Schedule Configuration
A scheduled run is defined by a JSON configuration object:
{
"assistant_id": "asst_daily_report",
"schedule": {
"cron": "0 9 * * 1-5",
"timezone": "America/New_York"
},
"input_template": "Generate the daily summary for {{date}}.",
"session_mode": "new",
"max_concurrent": 1,
"skip_if_running": true,
"timeout": 300
}Configuration fields:
- assistant_id — The assistant to execute (required)
- schedule.cron — Standard 5-field cron expression (required). See Automation Scheduling for syntax details.
- schedule.timezone — IANA timezone name (default: UTC)
- input_template — Parameterized input with variable substitution
- session_mode —
new(stateless) orpersistent(accumulates context). Default:new - max_concurrent — Maximum simultaneous runs from this schedule (default: 1)
- skip_if_running — Skip trigger if previous run is still active (default: true)
- timeout — Maximum execution time per run in seconds
Common Patterns
Daily Summary Agent
Runs every morning, aggregates data from the previous day, and generates a report.
- Cron:
0 9 * * 1-5(weekdays at 9 AM) - Session mode:
new— each report is independent - Input:
"Summarize activity for {{date}}."
Health Monitor Agent
Runs every 5 minutes, checks system health metrics, and alerts on anomalies.
- Cron:
*/5 * * * * - Session mode:
persistent— tracks trends across checks, detects deviations from baseline - Skip if running:
true— avoid stacking checks
Data Sync Agent
Runs hourly, synchronizes data between systems with incremental updates.
- Cron:
0 * * * * - Session mode:
new— each sync is a clean operation - Max concurrent:
1— prevent conflicting writes
Cleanup Agent
Runs weekly, archives old records, and optimizes storage.
- Cron:
0 3 * * 0(Sunday at 3 AM) - Session mode:
new— stateless cleanup pass - Timeout:
600— allow extra time for large archives
Monitoring
Execution History
The scheduled runs view displays a list of past executions with status, duration, and output summary. Each entry links to the full run detail page for deeper inspection.
Success and Failure Tracking
Monitor the reliability of your scheduled agents:
- Success rate — Percentage of runs completing without error over a configurable time window
- Failure reasons — Categorized error types (timeout, assistant error, capacity exhaustion)
- Consecutive failures — Alert threshold for repeated failures indicating a systemic issue
Next-Run Countdown
The schedule detail view shows a live countdown to the next scheduled execution, along with the computed trigger time adjusted for the configured timezone.
Manual Trigger
Execute a scheduled run immediately outside of the normal cron cycle. This is useful for:
- Testing a new schedule configuration before waiting for the first tick
- Re-running after a failure without waiting for the next interval
- Validating input template rendering with current variable values
Manual triggers create a standard run tagged with trigger: manual for auditability.

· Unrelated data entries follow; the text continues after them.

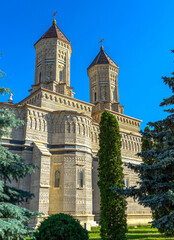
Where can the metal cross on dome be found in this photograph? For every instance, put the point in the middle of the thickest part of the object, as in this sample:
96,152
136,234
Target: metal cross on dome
102,39
54,15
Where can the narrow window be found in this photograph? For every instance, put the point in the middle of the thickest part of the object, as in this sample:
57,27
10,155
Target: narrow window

Scheduled Runs vs Automation Triggers
Automation triggers fire workflows in response to events or schedules. Scheduled runs fire agent assistants on the Agent Server. Both use the same cron engine under the hood, but target different execution runtimes.

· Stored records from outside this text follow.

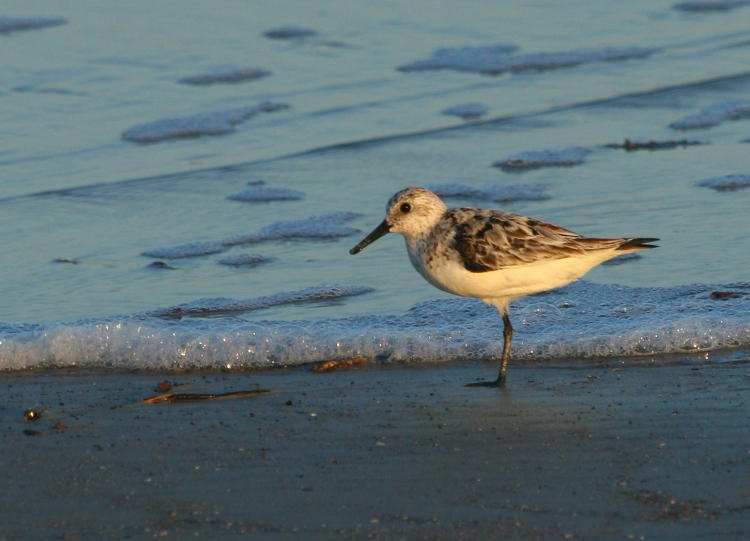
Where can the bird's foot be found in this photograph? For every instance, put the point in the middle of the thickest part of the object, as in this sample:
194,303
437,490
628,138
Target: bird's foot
495,383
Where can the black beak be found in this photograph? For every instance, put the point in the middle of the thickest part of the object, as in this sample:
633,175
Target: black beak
378,232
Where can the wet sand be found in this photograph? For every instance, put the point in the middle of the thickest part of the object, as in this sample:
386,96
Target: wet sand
577,451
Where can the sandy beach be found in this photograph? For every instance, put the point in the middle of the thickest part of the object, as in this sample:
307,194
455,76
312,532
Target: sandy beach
566,451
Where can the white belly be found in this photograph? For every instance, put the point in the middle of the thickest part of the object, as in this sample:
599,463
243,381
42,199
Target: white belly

| Feature | Scheduled Runs | Automation Triggers |
|---|---|---|
| Target | Agent assistant | Workflow |
| Runtime | Agent Server (LLM-backed) | Workflow engine (DAG-based) |
| State management | Session mode (new/persistent) | Workflow state (stateless per run) |
| Use case | Recurring AI tasks, monitoring, reports | Data pipelines, integrations, batch jobs |
Choose scheduled runs when your task requires reasoning, natural language processing, or adaptive behavior. Use automation triggers for deterministic, multi-step data pipelines.